Decidí presentarme en un tribunal penal para dar la cara por la familia de una mujer vilmente asesinada por su pareja de más de 15 años. La tragedia de un homicidio no tiene comparación; la mezcla de dolor, impotencia, deseo de venganza y todos los sentimientos que brotan de la familia de un ser humano arrancado por una muerte cruel son indescriptibles.
El sufrimiento y el drama de los huérfanos, la madre y los hermanos no se disipan con las lágrimas derramadas, la compasión de quienes acuden a dar el pésame ni las oraciones por el alma de la víctima.
Hay que ponerse en la piel de los hijos y de una madre que han perdido a una hija para poder transmitir lo que realmente se siente.
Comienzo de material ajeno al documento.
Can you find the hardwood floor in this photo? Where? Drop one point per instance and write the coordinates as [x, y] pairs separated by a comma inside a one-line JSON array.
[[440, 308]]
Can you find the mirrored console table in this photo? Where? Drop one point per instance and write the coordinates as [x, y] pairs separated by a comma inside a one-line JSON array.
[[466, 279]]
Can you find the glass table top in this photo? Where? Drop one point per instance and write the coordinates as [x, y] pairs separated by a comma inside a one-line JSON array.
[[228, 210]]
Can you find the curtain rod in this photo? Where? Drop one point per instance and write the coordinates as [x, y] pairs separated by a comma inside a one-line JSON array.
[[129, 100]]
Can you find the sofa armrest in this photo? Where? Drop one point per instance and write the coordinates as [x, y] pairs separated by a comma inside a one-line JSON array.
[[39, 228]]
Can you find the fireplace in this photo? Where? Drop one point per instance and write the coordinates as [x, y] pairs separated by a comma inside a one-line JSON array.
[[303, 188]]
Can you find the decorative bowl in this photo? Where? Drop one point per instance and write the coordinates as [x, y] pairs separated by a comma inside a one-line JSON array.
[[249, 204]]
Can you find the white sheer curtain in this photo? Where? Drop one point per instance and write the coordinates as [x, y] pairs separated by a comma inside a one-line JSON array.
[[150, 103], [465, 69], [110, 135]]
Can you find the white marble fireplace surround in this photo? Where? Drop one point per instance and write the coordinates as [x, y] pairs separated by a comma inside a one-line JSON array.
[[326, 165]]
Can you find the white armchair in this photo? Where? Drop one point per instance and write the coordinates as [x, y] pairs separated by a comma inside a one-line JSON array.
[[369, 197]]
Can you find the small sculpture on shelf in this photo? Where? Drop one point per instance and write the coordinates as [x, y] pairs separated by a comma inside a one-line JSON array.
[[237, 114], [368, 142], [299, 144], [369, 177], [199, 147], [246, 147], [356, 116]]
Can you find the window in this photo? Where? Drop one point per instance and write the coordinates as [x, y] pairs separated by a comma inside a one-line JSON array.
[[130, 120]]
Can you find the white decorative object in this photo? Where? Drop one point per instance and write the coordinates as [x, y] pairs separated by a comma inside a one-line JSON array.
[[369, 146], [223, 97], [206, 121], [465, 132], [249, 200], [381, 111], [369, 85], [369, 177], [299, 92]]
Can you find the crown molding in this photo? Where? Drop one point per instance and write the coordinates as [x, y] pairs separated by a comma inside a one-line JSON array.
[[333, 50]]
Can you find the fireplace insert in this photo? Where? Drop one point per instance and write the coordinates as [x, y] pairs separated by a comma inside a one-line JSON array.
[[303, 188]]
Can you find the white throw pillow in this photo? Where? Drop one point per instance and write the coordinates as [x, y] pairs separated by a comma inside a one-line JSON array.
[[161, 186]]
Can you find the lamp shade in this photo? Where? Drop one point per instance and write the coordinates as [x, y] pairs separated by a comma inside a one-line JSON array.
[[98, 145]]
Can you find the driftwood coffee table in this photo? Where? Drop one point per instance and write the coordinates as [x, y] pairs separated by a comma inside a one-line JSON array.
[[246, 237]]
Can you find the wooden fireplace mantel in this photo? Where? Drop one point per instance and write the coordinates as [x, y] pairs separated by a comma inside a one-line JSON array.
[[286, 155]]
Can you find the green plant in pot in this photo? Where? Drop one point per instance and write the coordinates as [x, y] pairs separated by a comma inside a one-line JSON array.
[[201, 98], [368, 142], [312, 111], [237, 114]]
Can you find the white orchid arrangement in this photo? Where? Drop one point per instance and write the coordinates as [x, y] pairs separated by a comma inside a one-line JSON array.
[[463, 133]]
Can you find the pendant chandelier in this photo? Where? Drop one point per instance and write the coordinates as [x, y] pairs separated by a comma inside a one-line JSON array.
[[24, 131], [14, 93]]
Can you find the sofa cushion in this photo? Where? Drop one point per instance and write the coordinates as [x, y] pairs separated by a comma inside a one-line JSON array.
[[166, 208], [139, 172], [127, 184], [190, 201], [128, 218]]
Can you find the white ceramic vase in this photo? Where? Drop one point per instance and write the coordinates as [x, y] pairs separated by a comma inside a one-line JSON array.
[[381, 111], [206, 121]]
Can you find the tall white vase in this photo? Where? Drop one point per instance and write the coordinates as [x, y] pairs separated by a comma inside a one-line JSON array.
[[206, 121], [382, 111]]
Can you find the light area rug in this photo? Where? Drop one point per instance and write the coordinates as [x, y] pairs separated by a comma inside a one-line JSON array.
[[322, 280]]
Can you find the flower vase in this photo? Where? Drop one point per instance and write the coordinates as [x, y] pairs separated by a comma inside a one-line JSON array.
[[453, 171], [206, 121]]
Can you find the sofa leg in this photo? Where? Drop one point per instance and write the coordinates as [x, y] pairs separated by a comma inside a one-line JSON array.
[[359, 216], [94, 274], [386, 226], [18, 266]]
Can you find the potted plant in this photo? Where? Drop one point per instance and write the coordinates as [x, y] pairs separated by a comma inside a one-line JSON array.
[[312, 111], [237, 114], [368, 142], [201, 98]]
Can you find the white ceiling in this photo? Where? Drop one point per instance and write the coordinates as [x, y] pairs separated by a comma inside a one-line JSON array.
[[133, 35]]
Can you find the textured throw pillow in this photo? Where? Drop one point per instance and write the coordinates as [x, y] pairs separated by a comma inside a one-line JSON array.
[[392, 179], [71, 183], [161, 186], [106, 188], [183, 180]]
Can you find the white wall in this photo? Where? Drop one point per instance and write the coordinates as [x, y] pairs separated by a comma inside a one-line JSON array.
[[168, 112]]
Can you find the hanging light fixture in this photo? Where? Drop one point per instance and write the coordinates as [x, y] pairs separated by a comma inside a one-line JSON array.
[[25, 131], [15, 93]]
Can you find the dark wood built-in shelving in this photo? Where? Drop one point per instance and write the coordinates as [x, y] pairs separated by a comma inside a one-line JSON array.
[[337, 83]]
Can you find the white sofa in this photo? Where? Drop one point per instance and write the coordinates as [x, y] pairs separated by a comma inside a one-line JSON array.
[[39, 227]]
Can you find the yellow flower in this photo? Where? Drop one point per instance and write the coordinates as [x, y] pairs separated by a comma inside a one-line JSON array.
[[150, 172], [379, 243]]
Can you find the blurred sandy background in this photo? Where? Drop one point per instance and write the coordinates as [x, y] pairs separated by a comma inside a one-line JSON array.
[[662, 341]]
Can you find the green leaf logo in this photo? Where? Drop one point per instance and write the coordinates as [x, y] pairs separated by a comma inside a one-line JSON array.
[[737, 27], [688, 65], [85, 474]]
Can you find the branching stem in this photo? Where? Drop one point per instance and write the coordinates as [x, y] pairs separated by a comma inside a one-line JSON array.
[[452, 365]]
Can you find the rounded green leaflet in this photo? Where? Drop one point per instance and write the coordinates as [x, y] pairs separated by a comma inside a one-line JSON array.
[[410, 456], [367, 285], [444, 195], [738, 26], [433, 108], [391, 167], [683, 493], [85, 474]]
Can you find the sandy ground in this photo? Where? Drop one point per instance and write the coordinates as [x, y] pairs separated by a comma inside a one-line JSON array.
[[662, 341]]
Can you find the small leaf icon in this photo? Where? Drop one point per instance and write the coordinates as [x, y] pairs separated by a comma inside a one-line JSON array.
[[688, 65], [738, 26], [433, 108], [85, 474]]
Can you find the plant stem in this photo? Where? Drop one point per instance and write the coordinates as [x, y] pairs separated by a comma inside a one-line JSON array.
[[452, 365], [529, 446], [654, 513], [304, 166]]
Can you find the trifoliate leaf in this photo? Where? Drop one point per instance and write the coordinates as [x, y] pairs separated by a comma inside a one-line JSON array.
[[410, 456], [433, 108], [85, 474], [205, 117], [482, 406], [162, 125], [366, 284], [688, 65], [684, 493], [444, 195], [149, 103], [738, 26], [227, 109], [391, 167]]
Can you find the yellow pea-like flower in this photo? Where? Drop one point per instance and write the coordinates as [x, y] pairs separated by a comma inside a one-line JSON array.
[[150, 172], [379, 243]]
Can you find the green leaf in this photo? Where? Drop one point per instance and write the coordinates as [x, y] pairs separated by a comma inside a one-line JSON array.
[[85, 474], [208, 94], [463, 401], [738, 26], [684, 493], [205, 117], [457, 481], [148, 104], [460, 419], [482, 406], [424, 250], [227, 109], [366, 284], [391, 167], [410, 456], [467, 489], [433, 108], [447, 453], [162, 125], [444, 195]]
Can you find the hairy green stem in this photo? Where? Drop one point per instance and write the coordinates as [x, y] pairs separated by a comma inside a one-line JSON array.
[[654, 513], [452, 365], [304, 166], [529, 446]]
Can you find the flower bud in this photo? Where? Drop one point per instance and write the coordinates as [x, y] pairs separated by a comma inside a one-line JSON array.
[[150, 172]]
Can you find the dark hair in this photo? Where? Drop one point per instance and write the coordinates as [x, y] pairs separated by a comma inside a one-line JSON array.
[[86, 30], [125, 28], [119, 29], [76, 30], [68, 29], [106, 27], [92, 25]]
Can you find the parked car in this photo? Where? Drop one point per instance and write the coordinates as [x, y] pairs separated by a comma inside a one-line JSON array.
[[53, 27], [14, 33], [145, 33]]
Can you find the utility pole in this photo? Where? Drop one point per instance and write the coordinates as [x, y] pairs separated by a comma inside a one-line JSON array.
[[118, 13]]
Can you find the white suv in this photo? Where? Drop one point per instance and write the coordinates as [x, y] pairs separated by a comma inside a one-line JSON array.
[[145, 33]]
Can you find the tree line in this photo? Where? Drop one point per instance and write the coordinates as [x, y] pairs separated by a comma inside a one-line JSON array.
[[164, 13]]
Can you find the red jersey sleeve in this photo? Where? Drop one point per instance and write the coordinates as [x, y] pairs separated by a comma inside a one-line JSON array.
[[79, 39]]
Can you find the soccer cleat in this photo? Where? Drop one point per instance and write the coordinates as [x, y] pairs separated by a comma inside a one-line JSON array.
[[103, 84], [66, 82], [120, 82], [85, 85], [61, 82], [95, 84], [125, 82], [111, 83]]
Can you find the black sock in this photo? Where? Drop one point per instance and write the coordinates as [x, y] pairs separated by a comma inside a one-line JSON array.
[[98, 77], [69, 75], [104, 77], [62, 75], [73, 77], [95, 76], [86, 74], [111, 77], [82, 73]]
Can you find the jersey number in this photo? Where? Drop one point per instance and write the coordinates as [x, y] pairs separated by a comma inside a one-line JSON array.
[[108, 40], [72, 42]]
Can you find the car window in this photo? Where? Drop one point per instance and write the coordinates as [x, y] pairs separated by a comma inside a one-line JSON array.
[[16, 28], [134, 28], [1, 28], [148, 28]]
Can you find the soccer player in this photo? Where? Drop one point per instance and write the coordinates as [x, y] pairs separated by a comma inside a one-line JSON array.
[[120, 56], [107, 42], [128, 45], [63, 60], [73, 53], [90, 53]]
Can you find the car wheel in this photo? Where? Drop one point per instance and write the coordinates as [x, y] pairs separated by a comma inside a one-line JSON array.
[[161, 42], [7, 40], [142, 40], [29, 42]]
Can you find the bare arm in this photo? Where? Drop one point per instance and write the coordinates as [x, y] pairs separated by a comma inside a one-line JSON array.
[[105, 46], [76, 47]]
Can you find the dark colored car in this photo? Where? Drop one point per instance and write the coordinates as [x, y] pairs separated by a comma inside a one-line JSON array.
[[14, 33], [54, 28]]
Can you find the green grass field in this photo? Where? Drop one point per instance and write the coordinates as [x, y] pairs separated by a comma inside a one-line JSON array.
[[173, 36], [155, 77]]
Puede leer: Cuidado con la privatización del sol
La vida, de por sí, es un drama, al igual que lo es estar en un tribunal penal, donde se debe mantener la cordura porque se va a juzgar al victimario. Alguien que ha arrebatado la vida a otra persona que merecía seguir viviendo debe pagar con su libertad el precio de su acto criminal.
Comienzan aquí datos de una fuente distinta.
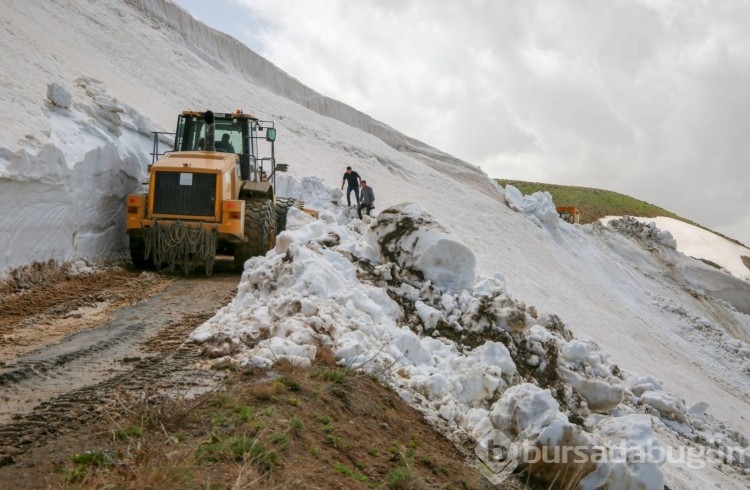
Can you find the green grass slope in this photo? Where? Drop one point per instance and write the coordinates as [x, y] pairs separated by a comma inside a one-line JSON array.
[[594, 204]]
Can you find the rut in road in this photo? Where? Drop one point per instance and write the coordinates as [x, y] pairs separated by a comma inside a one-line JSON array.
[[64, 383]]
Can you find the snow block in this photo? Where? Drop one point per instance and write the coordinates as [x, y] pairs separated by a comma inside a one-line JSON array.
[[407, 235]]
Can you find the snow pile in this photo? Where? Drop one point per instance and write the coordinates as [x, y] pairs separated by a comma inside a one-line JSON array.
[[458, 348], [647, 233], [538, 207]]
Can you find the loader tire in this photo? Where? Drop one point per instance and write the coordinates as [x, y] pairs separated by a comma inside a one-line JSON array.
[[138, 253], [260, 231], [282, 206]]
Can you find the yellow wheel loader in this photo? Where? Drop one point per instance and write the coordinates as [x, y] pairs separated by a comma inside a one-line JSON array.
[[212, 194], [569, 214]]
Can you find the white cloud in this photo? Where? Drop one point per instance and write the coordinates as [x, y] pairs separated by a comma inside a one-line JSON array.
[[603, 94]]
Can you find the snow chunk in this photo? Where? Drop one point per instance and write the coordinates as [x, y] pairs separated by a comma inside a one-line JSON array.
[[409, 236], [59, 95], [600, 395], [524, 410], [667, 404]]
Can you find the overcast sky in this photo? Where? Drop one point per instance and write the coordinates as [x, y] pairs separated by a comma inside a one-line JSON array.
[[650, 98]]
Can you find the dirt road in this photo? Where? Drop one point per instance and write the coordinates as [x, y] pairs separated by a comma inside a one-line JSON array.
[[72, 343]]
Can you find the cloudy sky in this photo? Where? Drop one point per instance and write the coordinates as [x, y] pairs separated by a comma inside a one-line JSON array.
[[650, 98]]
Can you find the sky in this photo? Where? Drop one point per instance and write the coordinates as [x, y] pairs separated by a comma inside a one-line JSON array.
[[648, 98], [77, 140]]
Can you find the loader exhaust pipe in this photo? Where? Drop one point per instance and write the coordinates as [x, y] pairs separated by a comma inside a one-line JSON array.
[[210, 143]]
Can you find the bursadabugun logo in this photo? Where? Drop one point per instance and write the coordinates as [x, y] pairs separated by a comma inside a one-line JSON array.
[[498, 456]]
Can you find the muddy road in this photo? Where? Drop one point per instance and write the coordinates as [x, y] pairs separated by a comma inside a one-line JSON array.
[[73, 343]]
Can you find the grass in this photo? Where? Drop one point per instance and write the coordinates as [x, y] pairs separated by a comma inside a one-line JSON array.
[[247, 434], [594, 204]]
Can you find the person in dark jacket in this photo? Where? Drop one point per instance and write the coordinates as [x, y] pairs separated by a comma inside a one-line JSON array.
[[352, 179], [367, 200]]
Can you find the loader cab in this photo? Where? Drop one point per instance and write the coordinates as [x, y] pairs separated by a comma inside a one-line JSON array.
[[251, 139]]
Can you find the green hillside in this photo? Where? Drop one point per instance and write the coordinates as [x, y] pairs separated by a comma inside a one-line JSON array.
[[594, 204]]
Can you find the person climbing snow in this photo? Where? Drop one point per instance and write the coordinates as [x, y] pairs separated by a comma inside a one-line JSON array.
[[368, 199], [352, 179]]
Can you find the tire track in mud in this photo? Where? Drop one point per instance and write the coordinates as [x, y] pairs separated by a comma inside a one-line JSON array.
[[68, 384]]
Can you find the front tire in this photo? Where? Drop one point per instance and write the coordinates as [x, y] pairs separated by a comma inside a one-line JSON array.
[[138, 253], [260, 231]]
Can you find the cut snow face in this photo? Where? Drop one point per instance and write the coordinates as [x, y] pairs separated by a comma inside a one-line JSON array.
[[398, 297], [68, 193]]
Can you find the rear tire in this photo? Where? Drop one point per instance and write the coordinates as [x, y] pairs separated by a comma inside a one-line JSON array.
[[260, 231]]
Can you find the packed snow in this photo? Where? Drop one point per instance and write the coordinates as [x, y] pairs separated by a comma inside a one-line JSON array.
[[476, 303]]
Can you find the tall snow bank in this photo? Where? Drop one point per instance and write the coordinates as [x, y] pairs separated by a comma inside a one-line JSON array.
[[68, 193]]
En este caso particular, no hace falta indagar mucho, pues los feminicidios casi siempre presentan el mismo perfil, y la pena por homicidio está claramente definida en los códigos nacionales.
En esta reflexión no pretendo abordar el crimen en sí, pero al entrar al tribunal y ver a los reos, todos acusados de haber cometido algún asesinato, culpables o no, recordé la novela Los Miserables, que describe la pobreza y la injusticia en la Francia posterior a su Revolución.
En el tribunal de la zona oeste de la capital, las condiciones de trabajo son muy precarias, indignas, podría decirse. Es evidente la necesidad de construir un “palacio de justicia”. El espacio es muy pequeño y es compartido por abogados, familiares de las partes en conflicto, lo que constituye un peligro potencial.
Los privados de libertad —los presos— deberían contar con un protocolo para cuando son llevados a los tribunales, de modo que se distingan de las personas presentes. Actualmente, van vestidos tal como están en la cárcel: pantalones cortos, camisetas, algunas hasta rotas, y en chancletas, solo las esposas que llevan los distingue; en fin, no pueden exhibir más indignidad.
Siempre ha sido así en este país, pero en otros lugares, los reos tienen uniformes. Incluso en la súper cárcel que construyó el presidente Bukele para miembros de Las Maras, privados de libertad cuentan con uniformes.
Esta experiencia me ha llevado a reflexionar sobre el valor de dos derechos fundamentales: el derecho a la vida y a la libertad. Es esencial que, desde las familias, las escuelas y todos los espacios, se comprenda que la vida es sagrada y debe ser respetada, y que la libertad es el único bien que poseemos; cuando carecemos de ella, lo hemos perdido todo.
El objetivo de Víctor Hugo en Los Miserables era, entre otras cosas, que desapareciera la pena de muerte y el espectáculo público de las ejecuciones. Nuestro sistema carcelario debe mostrar cierto nivel de mejoría, pero sobre todo debe esforzarse para que haya menos cárceles, como en Japón o Noruega, lo cual implica trabajar en la educación para que no haya delincuentes. Puede parecer simple, pero es un objetivo necesario para el desarrollo humano.
Impartir justicia es un acto muy serio y donde se realiza debería estar revestido de la mayor dignidad.